The new Alliance for the Restoration of Peace and Counter-Terrorism (APPCT) was formed in Mogadishu following a bloody weekend, with at least 18 people killed and close to 100 wounded. Although information from the official Somali capital is scarce sources in Djibouti, where an international counter-terror force is based, say the last round of fighting was between members of some 10 different private militias and the powerful new ultra radical militia of the Islamic Sharia court in Mogadishu.
According to one report the radicals, usually dressed in white gowns and white head covers, armed with AK-47s and machine guns mounted on pick-up trucks, are a new phenomena on the Somali scene. The Sharia court militia’s main goal is to impose strict Islamic rule in all of Somalia. To do so followers of the court began to apprehend, and sometimes murder, those suspected of drug dealing, alcohol trading and prostitution. This hurts the warlords, who so far have been determining the nature of economic and social life in the capital, day-by-day business routines.

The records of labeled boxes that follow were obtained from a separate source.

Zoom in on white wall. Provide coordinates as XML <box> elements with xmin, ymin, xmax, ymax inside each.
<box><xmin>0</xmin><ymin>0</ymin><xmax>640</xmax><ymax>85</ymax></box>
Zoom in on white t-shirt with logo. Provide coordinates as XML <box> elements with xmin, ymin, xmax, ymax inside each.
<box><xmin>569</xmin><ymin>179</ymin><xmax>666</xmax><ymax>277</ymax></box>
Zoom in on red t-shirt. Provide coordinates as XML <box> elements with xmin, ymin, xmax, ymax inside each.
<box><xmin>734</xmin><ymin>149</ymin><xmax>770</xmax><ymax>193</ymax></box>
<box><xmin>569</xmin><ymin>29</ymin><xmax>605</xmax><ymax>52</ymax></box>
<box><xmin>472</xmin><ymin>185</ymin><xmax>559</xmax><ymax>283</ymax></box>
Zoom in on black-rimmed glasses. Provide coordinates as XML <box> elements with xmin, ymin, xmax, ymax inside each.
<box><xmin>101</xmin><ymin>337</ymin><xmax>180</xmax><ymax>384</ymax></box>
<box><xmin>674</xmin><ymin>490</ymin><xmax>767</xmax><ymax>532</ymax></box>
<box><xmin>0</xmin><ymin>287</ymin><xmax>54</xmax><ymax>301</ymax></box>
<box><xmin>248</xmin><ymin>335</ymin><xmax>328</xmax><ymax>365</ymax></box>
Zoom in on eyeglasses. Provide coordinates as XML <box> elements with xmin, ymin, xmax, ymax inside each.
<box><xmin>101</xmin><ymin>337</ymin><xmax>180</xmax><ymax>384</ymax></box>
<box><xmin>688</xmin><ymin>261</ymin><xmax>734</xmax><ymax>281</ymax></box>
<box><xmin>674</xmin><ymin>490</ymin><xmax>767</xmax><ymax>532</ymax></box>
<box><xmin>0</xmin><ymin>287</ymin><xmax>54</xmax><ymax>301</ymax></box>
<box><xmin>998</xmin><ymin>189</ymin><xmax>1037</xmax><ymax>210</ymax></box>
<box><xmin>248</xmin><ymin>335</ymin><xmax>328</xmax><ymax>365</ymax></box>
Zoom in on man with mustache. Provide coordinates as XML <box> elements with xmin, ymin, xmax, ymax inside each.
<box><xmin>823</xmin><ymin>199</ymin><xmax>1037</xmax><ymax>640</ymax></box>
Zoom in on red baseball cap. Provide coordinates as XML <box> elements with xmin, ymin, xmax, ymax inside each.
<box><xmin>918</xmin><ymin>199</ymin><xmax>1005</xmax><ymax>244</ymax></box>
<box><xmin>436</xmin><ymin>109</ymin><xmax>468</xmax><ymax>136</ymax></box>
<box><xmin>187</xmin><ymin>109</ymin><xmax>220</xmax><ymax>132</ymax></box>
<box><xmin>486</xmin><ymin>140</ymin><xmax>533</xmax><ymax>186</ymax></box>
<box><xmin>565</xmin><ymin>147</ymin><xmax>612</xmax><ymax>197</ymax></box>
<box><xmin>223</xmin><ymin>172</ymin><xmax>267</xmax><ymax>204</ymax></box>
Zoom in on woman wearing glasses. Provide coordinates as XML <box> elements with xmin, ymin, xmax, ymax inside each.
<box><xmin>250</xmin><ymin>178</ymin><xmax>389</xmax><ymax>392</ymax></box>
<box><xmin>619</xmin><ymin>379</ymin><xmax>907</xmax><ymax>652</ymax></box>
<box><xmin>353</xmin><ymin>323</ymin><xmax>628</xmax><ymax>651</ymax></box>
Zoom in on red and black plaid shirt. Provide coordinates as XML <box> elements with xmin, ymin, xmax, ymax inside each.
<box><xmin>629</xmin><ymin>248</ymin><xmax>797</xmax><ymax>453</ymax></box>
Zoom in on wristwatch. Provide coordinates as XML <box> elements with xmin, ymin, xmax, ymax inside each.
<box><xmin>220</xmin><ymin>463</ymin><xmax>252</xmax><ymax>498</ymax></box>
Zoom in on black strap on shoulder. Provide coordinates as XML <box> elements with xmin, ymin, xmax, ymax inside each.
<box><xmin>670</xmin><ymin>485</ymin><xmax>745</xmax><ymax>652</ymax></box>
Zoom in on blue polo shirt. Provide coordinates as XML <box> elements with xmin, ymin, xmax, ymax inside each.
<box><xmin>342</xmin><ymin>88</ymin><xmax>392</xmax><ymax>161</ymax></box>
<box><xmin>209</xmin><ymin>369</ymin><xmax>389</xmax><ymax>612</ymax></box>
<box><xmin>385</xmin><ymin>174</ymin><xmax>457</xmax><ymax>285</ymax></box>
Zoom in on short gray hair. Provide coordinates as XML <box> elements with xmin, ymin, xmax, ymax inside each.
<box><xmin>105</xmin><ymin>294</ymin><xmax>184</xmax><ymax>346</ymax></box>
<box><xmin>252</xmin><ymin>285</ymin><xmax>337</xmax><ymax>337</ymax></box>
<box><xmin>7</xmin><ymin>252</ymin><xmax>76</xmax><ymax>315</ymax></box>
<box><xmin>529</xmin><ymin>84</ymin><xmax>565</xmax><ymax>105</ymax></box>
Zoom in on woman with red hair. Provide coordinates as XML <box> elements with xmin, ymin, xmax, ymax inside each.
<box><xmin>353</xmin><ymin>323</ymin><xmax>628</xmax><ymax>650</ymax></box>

One source with connections to the Djibouti Task Force said the court militia is funded, motivated and basically related to the Jamaa Islamiah and al-Qaeda. The warlords are also preparing their men for the possible first meeting in years of a Somali parliament. This event, scheduled for February 26, will take place, if at all, in the town of Baidoa since the capital Mogadishu is still considered too dangerous for the parliament to meet in.
The latest events will have a direct influence on the activities of the Horn of Africa Task Force and the Naval Task Force patrolling the waterways leading to the Persian Gulf.